Neil Delamere’s Flights of Fancy
How soon is now?

If you play it backwards, do they fix it?

There’s a joke that goes:

Q: What do you get if you play a country record backwards?

A: You get your wife back, you get your farm back, your dog comes back to life…

I’m grateful to comedy writing legend Graham Linehan for tweeting the link to this clip with the words  “1,000,000 times better than a complaint letter”. It’s a YouTube clip by country musician Dave Carroll who was, as all country musicians are, done badly by someone. His guitar was damaged by airline baggage handlers.  On his YouTube page he explains how his band Sons of Maxwell

were traveling to Nebraska for a one-week tour and my Taylor guitar was witnessed being thrown by United Airlines baggage handlers in Chicago. I discovered later that the $3500 guitar was severely damaged. They didn’t deny the experience occurred but for nine months the various people I communicated with put the responsibility for dealing with the damage on everyone other than themselves and finally said they would do nothing to compensate me for my loss.
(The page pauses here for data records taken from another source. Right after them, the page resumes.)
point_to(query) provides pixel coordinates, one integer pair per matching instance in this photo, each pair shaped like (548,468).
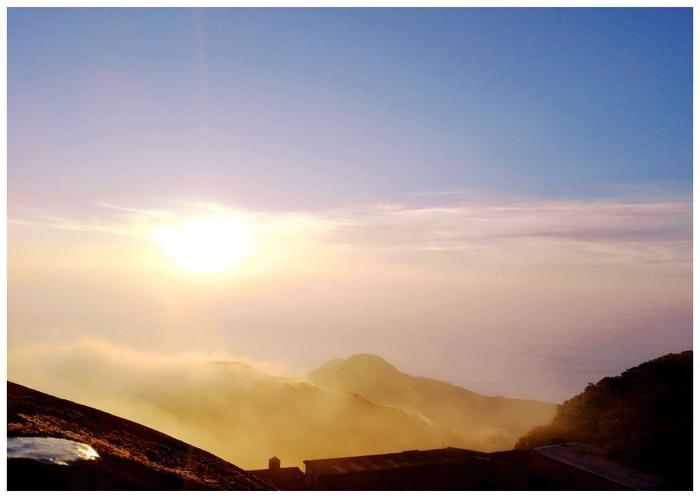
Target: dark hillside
(643,417)
(132,456)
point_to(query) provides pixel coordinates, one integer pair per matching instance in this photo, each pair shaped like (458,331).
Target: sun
(206,246)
So he’s written a song about it: ‘United Breaks Guitars’. If you play it backwards, I’m not so sure that he gets his guitar back. But just enjoy playing it, cos that’s how he gets United back.

The following day Linehan tweeted the link to this story, announcing that the airline is now ready to behave better. Nice ending.


Country and folk music (nowadays usually conflated with blues as ‘Folk, Roots and Blues’) has always had the ability – perhaps even the duty – to document events. A recent event struck me, though, for having been inadvertently documented about thirty years ago, give-or-take. It’s unrelated to the broken guitar story, but I’ve no other segue so just bear with me.

I’ve always loved the Smothers Brothers’ brand of musical comedy, their sibling rivalry somehow adding to the beauty and simplicity of their genre-parodies. I particularly love their song ‘Chocolate’, which I always dragged out when asked to present some examples of recorded comedy on air. The delayed punchline, put on hold for the typically folky ‘lolly-dooo-dummm, lolly-do-dum-day’ repeated refrain, produces greater humour when it finally comes. Since folk (and country) songs frequently lament – in ballad form – tragedies, the ‘death-by-chocolate’ scenario is perfect for the folk parody.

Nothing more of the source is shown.